I'm surprised it's only that high.  Depends on the game though.  Games are really hard on the CPU since there's so many calculations involved, but it should be nothing to worry about.


----------



## ScOuT

It is perfectly normal...here is an article I wrote about CPU usage while gaming. Like Damorian said...there are many calculations involved.

http://www.techzine.com/2009/01/22/will-games-really-use-all-4-cores/


----------



## mx344

Thats fine, when i game my usage is about 85%, but when playing crysis, its a lil higher. 
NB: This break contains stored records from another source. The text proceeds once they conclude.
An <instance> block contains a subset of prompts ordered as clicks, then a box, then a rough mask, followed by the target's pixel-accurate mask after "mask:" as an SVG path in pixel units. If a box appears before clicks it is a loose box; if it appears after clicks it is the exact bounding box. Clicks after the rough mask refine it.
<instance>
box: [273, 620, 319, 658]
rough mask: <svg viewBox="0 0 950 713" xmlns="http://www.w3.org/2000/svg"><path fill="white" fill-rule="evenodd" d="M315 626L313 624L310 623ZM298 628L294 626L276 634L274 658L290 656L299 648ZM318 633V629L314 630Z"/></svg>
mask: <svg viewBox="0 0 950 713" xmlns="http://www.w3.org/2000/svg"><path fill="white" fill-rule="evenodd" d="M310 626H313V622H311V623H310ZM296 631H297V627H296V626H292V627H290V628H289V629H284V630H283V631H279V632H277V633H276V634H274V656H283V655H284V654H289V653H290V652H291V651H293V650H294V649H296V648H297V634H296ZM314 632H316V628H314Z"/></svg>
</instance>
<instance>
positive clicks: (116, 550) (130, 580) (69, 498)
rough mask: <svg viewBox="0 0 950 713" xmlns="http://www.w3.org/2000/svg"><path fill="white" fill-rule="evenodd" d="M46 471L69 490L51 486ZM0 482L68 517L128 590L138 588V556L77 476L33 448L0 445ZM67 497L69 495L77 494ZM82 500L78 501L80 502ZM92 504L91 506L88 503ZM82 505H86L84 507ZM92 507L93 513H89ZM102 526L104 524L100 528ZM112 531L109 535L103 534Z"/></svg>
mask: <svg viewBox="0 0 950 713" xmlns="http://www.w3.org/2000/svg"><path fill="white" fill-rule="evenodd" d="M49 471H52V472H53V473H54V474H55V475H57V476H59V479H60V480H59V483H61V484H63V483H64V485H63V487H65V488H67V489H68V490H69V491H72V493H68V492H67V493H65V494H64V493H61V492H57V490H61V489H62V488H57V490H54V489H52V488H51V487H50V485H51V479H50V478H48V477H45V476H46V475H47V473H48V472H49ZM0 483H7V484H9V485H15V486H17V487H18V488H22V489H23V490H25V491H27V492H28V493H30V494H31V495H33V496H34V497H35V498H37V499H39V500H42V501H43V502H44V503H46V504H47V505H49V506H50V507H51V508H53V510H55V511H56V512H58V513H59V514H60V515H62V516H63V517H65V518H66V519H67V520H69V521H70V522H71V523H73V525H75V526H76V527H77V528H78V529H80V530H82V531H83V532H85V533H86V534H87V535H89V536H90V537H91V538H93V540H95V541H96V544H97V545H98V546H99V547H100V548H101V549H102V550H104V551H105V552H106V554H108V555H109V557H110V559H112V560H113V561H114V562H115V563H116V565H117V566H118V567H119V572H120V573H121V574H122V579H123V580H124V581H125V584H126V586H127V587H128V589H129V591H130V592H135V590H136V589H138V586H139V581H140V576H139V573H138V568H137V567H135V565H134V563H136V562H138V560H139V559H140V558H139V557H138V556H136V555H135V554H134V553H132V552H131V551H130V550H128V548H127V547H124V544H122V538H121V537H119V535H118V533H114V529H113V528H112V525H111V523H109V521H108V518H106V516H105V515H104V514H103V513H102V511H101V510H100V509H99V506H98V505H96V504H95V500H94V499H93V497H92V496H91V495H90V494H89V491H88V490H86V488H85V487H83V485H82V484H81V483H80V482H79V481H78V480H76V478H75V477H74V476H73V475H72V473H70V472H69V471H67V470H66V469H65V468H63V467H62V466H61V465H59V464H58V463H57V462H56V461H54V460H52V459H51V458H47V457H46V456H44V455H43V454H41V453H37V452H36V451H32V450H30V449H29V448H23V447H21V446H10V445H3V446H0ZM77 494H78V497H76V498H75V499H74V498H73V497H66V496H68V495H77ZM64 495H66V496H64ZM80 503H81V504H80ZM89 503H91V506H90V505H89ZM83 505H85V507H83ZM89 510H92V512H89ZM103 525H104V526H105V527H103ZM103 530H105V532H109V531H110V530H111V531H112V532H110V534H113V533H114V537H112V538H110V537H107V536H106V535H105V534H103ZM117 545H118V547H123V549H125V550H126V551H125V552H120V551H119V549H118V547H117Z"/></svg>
What kind of game you play?


----------



## 88Jonsson

I just play games like Guild Wars and CS:S


----------



## The_Other_One

I suspect it's maxing out one of the cores.  Depending on the game, that's probably about right.  I've not really monitored mine recently, but I was thinking at least one core was typically used a fair amount.


----------



## 87dtna

With my CPU as a dual core at 3.8ghz, I use about 60% of the cpu playing COD WAW...or about 70-75% playing crysis.  As a quad, it's more like 40-60%.  These are much more intense CPU games than you are playing though.  For what you are doing, I'd say about 50% is pretty good actually I would expect more being used.


----------



## Turbo10

It might be that the game only utilises one core so its only using 50% of the CPU if its  a dual core


----------



## 87dtna

Turbo10 said:


> It might be that the game only utilises one core so its only using 50% of the CPU if its  a dual core



Seriously doubt that.  I play the original wolfenstein 3d, which is before dual cores were even around, and it uses both cores.


----------



## JareeB

yeah when i play pt its around 67%


----------



## 88Jonsson

appreciate the help guys!


----------